In jurisdictions where courts have applied balancing tests—or where there is no case law—knowing which legal framework sets the parameters of usury, fees, and licensing as of the date of loan origination can be difficult. For example, federal law establishes the interest a bank may charge on any loan it makes and authorizes the bank to export that rate from the state in which it is located to borrowers in other states. While the OCC clarified last year that the permissibility of interest charged on a loan made by a bank is not affected by the subsequent sale, assignment, or other transfer of the loan (which we previously reported), the invalidation of the OCC’s true lender rule would mean that there is no uniform standard to determine if a loan is, in fact, made by a bank rather than its nonbank partner.

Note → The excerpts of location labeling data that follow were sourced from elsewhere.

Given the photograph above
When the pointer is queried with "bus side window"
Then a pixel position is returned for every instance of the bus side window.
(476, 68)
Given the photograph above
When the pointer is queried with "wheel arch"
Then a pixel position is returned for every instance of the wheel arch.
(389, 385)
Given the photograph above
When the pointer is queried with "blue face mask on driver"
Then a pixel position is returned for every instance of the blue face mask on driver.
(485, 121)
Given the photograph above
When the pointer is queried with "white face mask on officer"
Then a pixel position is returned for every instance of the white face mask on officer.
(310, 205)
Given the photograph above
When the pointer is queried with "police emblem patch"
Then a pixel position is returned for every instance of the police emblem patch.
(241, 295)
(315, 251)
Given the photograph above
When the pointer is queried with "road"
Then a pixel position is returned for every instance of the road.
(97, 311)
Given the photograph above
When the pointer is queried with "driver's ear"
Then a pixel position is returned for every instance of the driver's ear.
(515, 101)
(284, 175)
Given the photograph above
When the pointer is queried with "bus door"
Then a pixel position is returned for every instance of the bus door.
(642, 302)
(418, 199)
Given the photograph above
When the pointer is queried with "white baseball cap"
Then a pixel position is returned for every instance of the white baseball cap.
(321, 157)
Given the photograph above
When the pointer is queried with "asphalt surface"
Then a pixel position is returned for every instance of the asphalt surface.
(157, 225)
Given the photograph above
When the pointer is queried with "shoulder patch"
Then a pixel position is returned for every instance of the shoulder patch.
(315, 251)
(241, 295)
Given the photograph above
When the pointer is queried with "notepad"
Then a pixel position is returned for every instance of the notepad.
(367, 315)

A successful CRA invalidation of the true lender rule could substantially impact the OCC’s authority to address the true lender issue in the future because the CRA prohibits an agency from reissuing any rule previously invalided under the CRA in “substantially the same form.” While the courts have yet to adjudicate the scope of the “substantially the same form” prohibition, the standard would, at the very least, prohibit the OCC from reissuing the true lender rule in the same form or with mere cosmetic changes.
The CRA provides a faster way to repeal a rule than requiring the agency to use Administrative Procedures Act (APA) notice-and-comment procedures. However, there are drawbacks – the “substantially the same form” standard limits the agency’s ability to replace the rule and could lead to legal challenges if a new true lender rule were to be issued with insufficiently substantial changes.
We will provide additional updates if there are further developments. In the meantime, banks, fintech firms, and nonbank lenders and servicers operating under a bank partnership model should continue to structure their programs in a manner that is consistent with applicable case law in the jurisdictions where the loans are being made, and nonbank lenders should stay abreast of related state law requirements, including loan brokering and debt collector licensing requirements.